An accelerated track designed for well-prepared students, particularly those planning to major in the molecular sciences (chemistry, biochemistry, molecular and cellular biology). The first semester topics include nuclear chemistry, atomic structure, stoichiometry, bonding, intermolecular forces and phase changes, reactions, gases, inorganic chemistry, thermochemistry, thermodynamics, and kinetics. The second semester topics emphasize quantitative chemical analysis, advanced equilibria, acids and bases, buffers, electrochemistry, and separation techniques.
This course is designed for students who have previously taken a one-year course in introductory chemistry but who have not had a detailed introduction to quantitative chemical analysis. Topics include the statistical treatment of data, the use of standards, advanced equilibria, and separation techniques.
Introduction to basic theory and applications of modern instrumental methods of analysis. Includes an introduction to electronics, x-ray, ultraviolet, visible, infrared, Raman, mass, and nuclear magnetic resonance spectrometry; atomic absorption and plasma emission; chromatography, thermal, and electrochemical methods.

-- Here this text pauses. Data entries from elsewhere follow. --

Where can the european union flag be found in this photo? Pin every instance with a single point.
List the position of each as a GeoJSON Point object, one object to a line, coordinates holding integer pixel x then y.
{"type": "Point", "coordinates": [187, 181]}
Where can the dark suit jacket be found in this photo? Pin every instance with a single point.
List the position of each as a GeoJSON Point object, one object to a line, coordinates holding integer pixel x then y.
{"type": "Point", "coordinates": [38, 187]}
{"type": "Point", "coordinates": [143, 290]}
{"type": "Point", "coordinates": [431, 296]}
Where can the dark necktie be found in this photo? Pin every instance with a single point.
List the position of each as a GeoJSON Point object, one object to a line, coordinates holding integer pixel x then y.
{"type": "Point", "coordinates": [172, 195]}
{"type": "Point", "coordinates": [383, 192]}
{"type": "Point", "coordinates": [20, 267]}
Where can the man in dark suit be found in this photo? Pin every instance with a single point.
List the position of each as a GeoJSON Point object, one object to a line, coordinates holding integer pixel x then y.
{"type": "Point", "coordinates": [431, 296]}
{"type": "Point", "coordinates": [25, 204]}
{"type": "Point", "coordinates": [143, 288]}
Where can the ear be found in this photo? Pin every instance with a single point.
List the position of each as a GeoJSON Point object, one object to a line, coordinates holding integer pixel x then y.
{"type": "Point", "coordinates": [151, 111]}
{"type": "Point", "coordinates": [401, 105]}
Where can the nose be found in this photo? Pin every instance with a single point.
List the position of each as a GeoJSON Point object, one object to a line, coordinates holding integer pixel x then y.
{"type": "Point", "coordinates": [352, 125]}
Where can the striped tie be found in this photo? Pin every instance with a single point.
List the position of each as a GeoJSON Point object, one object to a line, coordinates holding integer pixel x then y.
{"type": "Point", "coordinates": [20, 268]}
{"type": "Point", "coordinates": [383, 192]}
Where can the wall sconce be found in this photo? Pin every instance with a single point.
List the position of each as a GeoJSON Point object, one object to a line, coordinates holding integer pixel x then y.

CHEM 333: Environmental Analytical Chemistry
The course emphasizes the analytical process in making environmental chemistry measurements. An overview of methods used for the chemical analysis of air, soil, and water will be covered. Special attention is given to sampling, quality assurance, spectroscopic measurements and chromatographic separations with mass spectral determination. This course builds on the analysis techniques presented in the prerequisite courses and applies them to the specific challenges when dealing with complex environmental systems. This course has a laboratory component to give hands on experience to illustrate some of these analytical challenges. The lab meets during the regularly scheduled course periods. This class has field trips to local and state laboratories and environmental facilities.
CONN 375: The Art and Science of Color
Why do people see? What is color? How do people see? How do people think of and label color? These questions involve a highly interdisciplinary understanding of chemistry, physics, biology, studio art and art history. This class exposes students to the history of color and the understanding of color theory, i.e., the principles that define color contrast and interaction. Many interesting stories and cultural practices are associated with different colors. Students explore select, compelling narratives and cultural associations integral to the use and development of distinct pigments and colors. Students discover the relational nature of color and its role in evoking expressive content, communicating symbolically, and creating illusions of space and sensations of light. They discuss influential visual artists who have changed the way color is organized, opened up new perceptual possibilities, and experimented with new pigments and dyes. Students are initially exposed to the complex and beautiful steps (both chemically and physically) in the process of human vision, from initial light source to the signal in the brain. This fundamental background concerning the interactions of light and matter are continuously reflected upon as the history of color unfolds. The course explores subtractive and additive color systems through the history of pigments, dyes, and technologies that project light, such as modern day computer screens.
ENVR 357: Environmental Challenge
This course facilitates student teams competing in the Environmental Challenge (EC) program, a student competition to prepare and present an optimal solution to a complex "true to life" environmental problem. The EC is part of the conference hosted by the Pacific Northwest International Section (PNWIS) of the Air and Waste Management Association (AWMA), a professional organization of environmental professionals. The course requires teams of 3-5 students to submit a written proposal addressing the EC question, participation in the PNWIS three-day conference, and oral presentation and defense of the proposal at the conference. The proposals are evaluated by environmental professionals from industrial, regulatory, consulting, and academic fields. The EC problem is of current value, representative of the location of the conference, and requires a multidisciplinary approach for success. To be successful in the EC teams must seek technical and scientific analyses as well as solutions with appropriate regulatory compliance and resolution with political and community stakeholders. To be successful at the competition, student teams must research the problem background, as well as the technical, social, economic, and political aspects of the situation while staying apprised of ongoing current events related to the problem. A diversity of student backgrounds and majors are encouraged to enroll and often produce the most successful teams.